Nul doute que l’espace public conditionne la vie dans la ville. Il y va de la démocratie et du vivre-ensemble. Qu’on soit habitant, passant ou manifestant, on a besoin de ce type d’espace qu’on ne saurait résumer en une seule forme tant il se décline dans une variété de typologies.
C’est le lieu où la question spatiale croise la question sociale au coeur du paysage urbain - et l’un des enjeux de la consultation internationale “Quartiers de demain” lancée en juin 2023 par le président de la République sur dix sites prioritaires de la politique de la Ville.
Mais à quoi aspire le citadin dans le contexte du réchauffement climatique ? Si le paradigme a changé avec la transition écologique, l’adaptation aux modes de vie s’impose.
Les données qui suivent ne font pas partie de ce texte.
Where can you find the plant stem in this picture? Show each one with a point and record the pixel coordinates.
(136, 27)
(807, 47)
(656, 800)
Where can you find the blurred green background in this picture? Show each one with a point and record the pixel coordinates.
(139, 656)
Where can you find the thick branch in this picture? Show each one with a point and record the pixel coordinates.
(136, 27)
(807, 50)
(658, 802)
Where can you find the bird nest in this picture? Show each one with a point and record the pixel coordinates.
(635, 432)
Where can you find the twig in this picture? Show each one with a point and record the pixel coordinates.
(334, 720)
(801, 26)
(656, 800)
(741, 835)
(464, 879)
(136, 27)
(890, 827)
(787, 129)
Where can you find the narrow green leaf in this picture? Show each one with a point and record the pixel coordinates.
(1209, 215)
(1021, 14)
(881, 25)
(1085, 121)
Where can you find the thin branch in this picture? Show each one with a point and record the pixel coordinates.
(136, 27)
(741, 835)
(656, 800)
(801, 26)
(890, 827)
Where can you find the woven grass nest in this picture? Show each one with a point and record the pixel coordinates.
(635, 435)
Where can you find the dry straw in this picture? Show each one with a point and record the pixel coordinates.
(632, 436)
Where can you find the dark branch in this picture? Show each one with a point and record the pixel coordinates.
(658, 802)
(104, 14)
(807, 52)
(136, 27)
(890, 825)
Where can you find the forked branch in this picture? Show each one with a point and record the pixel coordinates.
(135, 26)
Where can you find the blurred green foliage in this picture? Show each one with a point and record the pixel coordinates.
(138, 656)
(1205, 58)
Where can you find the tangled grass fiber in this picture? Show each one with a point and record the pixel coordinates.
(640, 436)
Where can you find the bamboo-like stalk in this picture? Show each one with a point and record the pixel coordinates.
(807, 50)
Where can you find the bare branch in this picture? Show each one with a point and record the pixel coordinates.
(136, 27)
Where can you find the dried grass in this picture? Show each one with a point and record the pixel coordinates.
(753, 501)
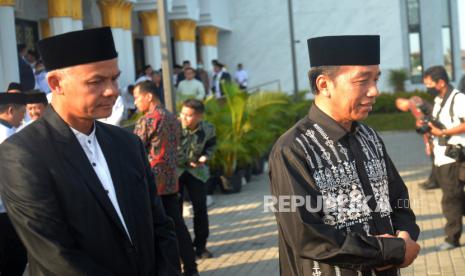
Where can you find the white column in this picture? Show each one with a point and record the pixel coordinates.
(120, 46)
(8, 51)
(59, 25)
(129, 56)
(185, 50)
(152, 51)
(77, 25)
(209, 53)
(431, 34)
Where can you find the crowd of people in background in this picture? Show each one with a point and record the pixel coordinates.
(177, 148)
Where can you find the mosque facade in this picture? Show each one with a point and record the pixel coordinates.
(415, 34)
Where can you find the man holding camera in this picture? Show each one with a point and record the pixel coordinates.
(448, 152)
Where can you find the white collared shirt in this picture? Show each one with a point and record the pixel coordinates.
(5, 132)
(93, 151)
(444, 117)
(241, 77)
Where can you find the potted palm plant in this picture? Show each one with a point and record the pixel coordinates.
(245, 126)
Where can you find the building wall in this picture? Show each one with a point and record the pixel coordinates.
(260, 39)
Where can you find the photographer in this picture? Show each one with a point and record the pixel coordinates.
(448, 129)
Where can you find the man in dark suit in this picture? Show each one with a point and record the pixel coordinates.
(80, 193)
(26, 75)
(219, 76)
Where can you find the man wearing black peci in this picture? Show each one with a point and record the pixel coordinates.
(79, 192)
(356, 219)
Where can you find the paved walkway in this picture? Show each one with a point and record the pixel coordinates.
(243, 238)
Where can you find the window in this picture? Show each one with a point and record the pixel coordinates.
(414, 38)
(446, 32)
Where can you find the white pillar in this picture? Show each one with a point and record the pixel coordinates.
(120, 46)
(185, 50)
(60, 25)
(129, 56)
(77, 25)
(431, 35)
(8, 51)
(152, 51)
(209, 53)
(3, 84)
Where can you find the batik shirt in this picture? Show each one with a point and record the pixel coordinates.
(351, 191)
(194, 144)
(160, 132)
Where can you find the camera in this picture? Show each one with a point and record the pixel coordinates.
(456, 152)
(428, 118)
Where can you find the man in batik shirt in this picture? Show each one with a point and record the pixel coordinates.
(355, 218)
(160, 133)
(198, 142)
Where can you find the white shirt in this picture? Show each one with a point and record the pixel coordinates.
(143, 78)
(93, 151)
(191, 89)
(5, 132)
(117, 113)
(444, 117)
(217, 84)
(241, 77)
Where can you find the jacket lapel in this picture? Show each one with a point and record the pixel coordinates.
(113, 158)
(69, 147)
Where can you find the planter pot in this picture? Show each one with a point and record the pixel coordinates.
(212, 183)
(248, 173)
(232, 184)
(258, 166)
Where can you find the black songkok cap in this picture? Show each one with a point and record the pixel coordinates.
(14, 86)
(343, 50)
(12, 98)
(76, 48)
(37, 97)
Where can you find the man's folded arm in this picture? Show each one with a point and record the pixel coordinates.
(309, 236)
(27, 192)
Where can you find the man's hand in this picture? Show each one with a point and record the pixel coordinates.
(434, 130)
(412, 248)
(203, 159)
(388, 266)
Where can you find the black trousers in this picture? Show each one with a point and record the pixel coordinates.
(198, 195)
(13, 256)
(186, 248)
(453, 200)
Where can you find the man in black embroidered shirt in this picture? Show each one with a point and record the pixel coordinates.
(356, 219)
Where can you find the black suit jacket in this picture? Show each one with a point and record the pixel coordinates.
(63, 215)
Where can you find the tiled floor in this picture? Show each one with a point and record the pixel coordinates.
(243, 237)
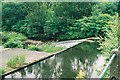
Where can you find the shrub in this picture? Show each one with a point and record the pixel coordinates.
(105, 8)
(14, 36)
(33, 47)
(17, 61)
(81, 74)
(2, 71)
(48, 47)
(13, 44)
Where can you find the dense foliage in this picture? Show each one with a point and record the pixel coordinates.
(58, 21)
(118, 22)
(12, 39)
(43, 20)
(105, 8)
(16, 62)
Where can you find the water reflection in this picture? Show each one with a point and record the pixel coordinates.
(64, 65)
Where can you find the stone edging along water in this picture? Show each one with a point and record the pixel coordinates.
(70, 44)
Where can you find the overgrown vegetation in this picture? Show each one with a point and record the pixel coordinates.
(49, 47)
(2, 71)
(12, 39)
(16, 62)
(46, 21)
(34, 47)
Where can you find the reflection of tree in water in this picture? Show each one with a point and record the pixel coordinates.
(67, 64)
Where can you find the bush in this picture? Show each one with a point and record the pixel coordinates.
(112, 40)
(13, 36)
(13, 40)
(13, 44)
(33, 47)
(105, 8)
(48, 47)
(2, 71)
(16, 61)
(88, 27)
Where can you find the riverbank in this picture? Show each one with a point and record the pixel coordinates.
(35, 56)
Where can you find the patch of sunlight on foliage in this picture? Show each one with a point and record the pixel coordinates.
(49, 47)
(80, 75)
(112, 41)
(2, 71)
(16, 62)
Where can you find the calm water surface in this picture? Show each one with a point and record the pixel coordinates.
(84, 56)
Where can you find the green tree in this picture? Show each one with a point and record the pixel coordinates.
(105, 8)
(11, 14)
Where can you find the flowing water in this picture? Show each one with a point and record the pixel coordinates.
(67, 64)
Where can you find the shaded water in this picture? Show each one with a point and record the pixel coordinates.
(65, 64)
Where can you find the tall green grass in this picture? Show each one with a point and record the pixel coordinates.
(17, 61)
(49, 47)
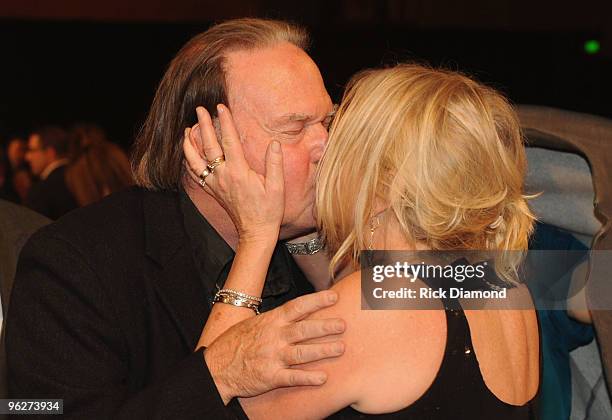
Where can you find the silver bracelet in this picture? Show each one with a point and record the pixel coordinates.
(305, 248)
(239, 299)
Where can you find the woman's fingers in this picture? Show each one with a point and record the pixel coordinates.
(230, 138)
(208, 137)
(274, 168)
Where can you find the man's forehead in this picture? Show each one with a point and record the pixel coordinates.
(282, 78)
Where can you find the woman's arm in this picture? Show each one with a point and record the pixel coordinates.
(388, 363)
(255, 204)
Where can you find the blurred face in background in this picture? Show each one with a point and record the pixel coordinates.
(16, 152)
(39, 157)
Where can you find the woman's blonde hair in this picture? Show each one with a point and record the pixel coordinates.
(444, 153)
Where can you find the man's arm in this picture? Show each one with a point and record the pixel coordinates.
(64, 341)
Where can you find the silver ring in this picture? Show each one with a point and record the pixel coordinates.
(214, 163)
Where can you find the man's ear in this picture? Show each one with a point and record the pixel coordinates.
(217, 126)
(195, 137)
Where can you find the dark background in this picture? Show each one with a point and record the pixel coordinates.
(68, 60)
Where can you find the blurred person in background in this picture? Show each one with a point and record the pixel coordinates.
(16, 151)
(47, 155)
(20, 176)
(100, 169)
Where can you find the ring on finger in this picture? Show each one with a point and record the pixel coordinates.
(203, 175)
(214, 163)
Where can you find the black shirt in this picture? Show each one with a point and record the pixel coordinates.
(213, 259)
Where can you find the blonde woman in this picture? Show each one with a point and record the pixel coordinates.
(434, 161)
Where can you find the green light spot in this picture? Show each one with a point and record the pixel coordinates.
(591, 46)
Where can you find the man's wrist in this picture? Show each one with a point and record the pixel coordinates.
(309, 247)
(224, 389)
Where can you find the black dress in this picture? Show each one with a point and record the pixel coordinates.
(458, 391)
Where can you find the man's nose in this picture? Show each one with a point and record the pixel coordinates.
(318, 142)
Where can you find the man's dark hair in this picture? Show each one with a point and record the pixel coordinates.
(196, 77)
(55, 137)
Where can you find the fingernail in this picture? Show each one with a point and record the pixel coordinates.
(339, 326)
(332, 297)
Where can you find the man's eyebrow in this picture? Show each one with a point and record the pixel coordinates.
(306, 117)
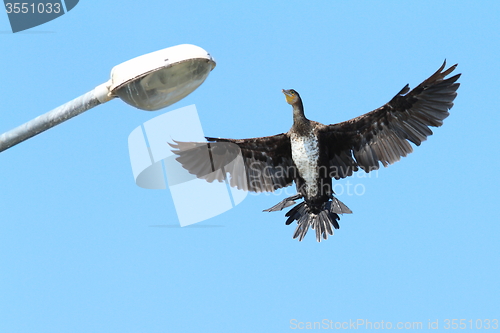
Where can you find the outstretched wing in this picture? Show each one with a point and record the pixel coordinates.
(258, 164)
(383, 135)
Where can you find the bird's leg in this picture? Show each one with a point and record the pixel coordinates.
(284, 203)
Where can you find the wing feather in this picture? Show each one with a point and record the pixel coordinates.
(258, 164)
(383, 135)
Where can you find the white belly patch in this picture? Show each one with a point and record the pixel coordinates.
(305, 154)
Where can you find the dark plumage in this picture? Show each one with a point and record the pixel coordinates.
(311, 154)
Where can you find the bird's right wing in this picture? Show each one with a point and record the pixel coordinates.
(258, 165)
(383, 135)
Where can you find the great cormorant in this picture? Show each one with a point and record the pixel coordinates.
(311, 154)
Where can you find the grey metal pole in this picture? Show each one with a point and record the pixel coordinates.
(52, 118)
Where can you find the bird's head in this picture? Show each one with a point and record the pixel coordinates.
(291, 96)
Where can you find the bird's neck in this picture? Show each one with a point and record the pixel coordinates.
(299, 119)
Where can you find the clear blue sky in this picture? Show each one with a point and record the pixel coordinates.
(82, 248)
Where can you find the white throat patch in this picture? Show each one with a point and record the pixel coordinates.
(305, 154)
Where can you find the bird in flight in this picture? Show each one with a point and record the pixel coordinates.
(311, 154)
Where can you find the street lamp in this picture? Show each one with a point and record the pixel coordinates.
(149, 82)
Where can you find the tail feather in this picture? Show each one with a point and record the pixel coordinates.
(322, 222)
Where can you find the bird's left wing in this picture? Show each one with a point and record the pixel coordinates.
(259, 164)
(383, 135)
De là à penser que l’espace public pourrait être le lieu de tous les possibles… Sa conception et son potentiel sont au coeur des réflexions sur la ville résiliente. Les architectes, les urbanistes, les paysagistes y travaillent, récupérant ici des friches, revitalisant là des emprises, renaturant ailleurs des territoires. Si le parc Martin-Luther-King en est un bon exemple à Paris, la High Line à New York, le parc Superkilen à Copenhague ou bien le pont Simone-Veil à Bordeaux ont ouvert d’autres voies encore. Et la mutation du Vieux-Port de Marseille, qui a notamment redonné bien plus d’espace au piéton, confirme la tendance. Plus que jamais, l’espace public doit s’ouvrir aux usages et s’adapter au climat.